Rector's Reflections

The rector's reflection on recent and upcoming parish events

Published Wednesday, April 24, 2019

Realizing Some of the Changing Times We Live In

Realizing Some of the Changing Times We Live In


As summer approaches, I can't wait to enjoy the warm, summer evenings by a campfire or swimming in the pool with the sun beaming its golden rays. Growing up, I remember summer with some less than favorable memories such as bug bites and frequent trips to the emergency room. I was a bit of a daredevil, and they knew me at the two hospitals by my first name. Reflecting on hospitals and the excellent service they provide, I realize that times have changed not only in technology but also in ideology.


Back in the 1990s, our Congress passed legislation to provide better healthcare and continuity of care by making it easier for healthcare providers to speak with one another and to reduce abuse of the medical system. Thus, in 1996 the Health Insurance Portability and Accountability Act—more commonly known as HIPAA—became law. You experience it every time you try to get a prescription filled because of the seemingly endless amount of paperwork you have to sign and privacy safeguards you must read and acknowledge.


If you feel it’s aggravating, imagine how the healthcare professionals feel! But failure to comply is not an option. The fines, loss of jobs, prison sentences, or closing of entire healthcare establishments are not only possible but have already happened. Protecting our right to privacy has come at a high cost.

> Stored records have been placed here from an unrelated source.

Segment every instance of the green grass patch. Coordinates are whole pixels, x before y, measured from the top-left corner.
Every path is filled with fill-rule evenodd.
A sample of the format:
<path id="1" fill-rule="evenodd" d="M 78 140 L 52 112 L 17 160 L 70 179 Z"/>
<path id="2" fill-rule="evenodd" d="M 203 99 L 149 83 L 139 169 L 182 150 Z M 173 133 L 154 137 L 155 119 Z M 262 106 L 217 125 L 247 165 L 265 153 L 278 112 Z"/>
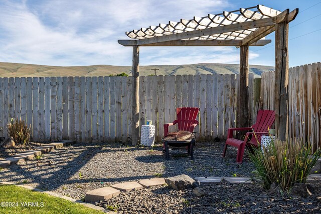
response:
<path id="1" fill-rule="evenodd" d="M 0 198 L 1 213 L 102 213 L 79 203 L 13 185 L 0 185 Z"/>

One such cost is that hospitals no longer contact local clergy. In addition, most smaller and midsized hospitals have shuttered their chaplain positions. Receiving spiritual care in a hospital is not what it used to be. I remember walking in the hospitals and nurses would come up and direct me to rooms, even to people I did not know, to spend time and pray with them. Now, it is tough for me to gain any information, even a room number at times, when doing a pastoral visit. Unless I become a volunteer employee at every hospital in the area with scheduled visit times, I will not know who is in the hospital.


Let’s make this personal. Some of you may wonder why am I not there when you are in the hospital. It’s because I don’t know—you or your family haven’t told me. Just because you gave the hospital staff this information and asked them to call, doesn’t mean they’ll contact me. I can tell you that they won't. I’ve heard many reasons, from staffing to HIPAA, but no matter what the reason or excuse is, the fact remains they’re not calling.


However, we can fix this. Keep telling the medical providers caring for you know that you are a member of Christ's Church, Greensburg, the Anglican Church in Greensburg, and insist they call. But also call me or have a loved one call me and I will get there as soon as I can. Remember to call my cell phone if it's after hours.


I look forward to seeing you this Sunday and every Sunday at church and not have to worry about the hospitals! Have a blessed and safe summer!